The Victorian soccer scandal is exhibit A in Andrew Demetriou's case for the AFL to remain fiercely vigilant about the integrity of the league.

Demetriou said the arrests last weekend over alleged match-fixing in the Victorian Premier League had ended any illusions that Australian sport was immune from such problems.

"There were those who were cynical about the Australian Crime Commission report in February ... and the rapid response made by the AFL Commission and the executive to close down any loopholes," Demetriou said.

"But events of the past week have certainly put paid to any cynicism.

"Ten years ago, such thinking was not on our radar.

"Rest assured, our integrity unit has all the resources possible to ensure we apply the best techniques to protect the purity of our game."

Demetriou also staunchly defended the AFL in the wake of the Essendon supplements scandal.

Late last month, the AFL threw Essendon out of the finals and suspended coach James Hird among other penalties.

The Australian Sports Anti-Doping Authority (ASADA) investigation into the club is ongoing, with speculation this week that heavy penalties are on the way.

"I know 2013 has had its issues, but I'm proud that the AFL has been transparent in every part of the process to ensure our game is played with the greatest integrity, to the values that define sport," Demetriou said.

"We must all remain vigilant and active in a world in which too often the beautiful nature of sport is being exploited by the unscrupulous and selfish."

Speaking at an AFL function before Friday night's preliminary final at the MCG, Demetriou made a point of singling out two guests - ASADA chief executive Aurora Andruska and Victorian police deputy commissioner Graham Ashton.

"The AFL is grateful for the work that ASADA has done with us this year in difficult circumstances," Demetriou said.

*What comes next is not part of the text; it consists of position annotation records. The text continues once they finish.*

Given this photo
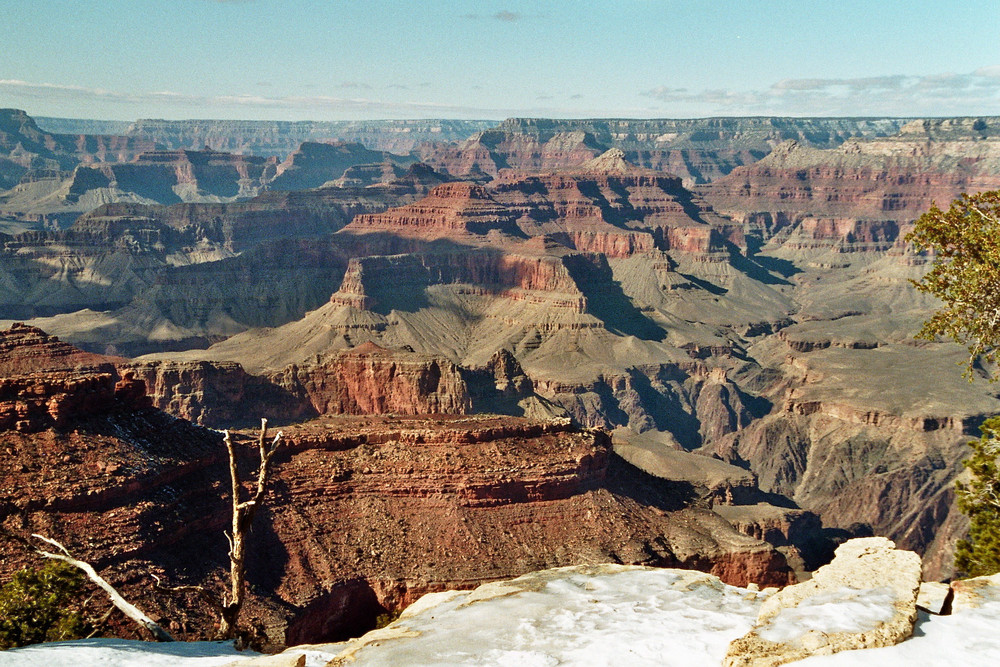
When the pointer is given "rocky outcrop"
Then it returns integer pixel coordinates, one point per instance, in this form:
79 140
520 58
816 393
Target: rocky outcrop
364 514
860 195
698 150
216 394
369 379
313 164
168 177
24 146
448 210
25 350
38 401
882 581
279 138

"Our relationship with the Victorian Police has always been close and I'm hopeful we can have an even closer relationship to ensure any intelligence is easily exchanged between us when relevant to the integrity that drives our game."

Demetriou is about to mark his 10th anniversary as AFL chief executive and said his brief when he started was simple - "taking the game to a better place".

"On balance, I'm sure, through this collegiate effort our game is in a better place than it was in 2003," he added.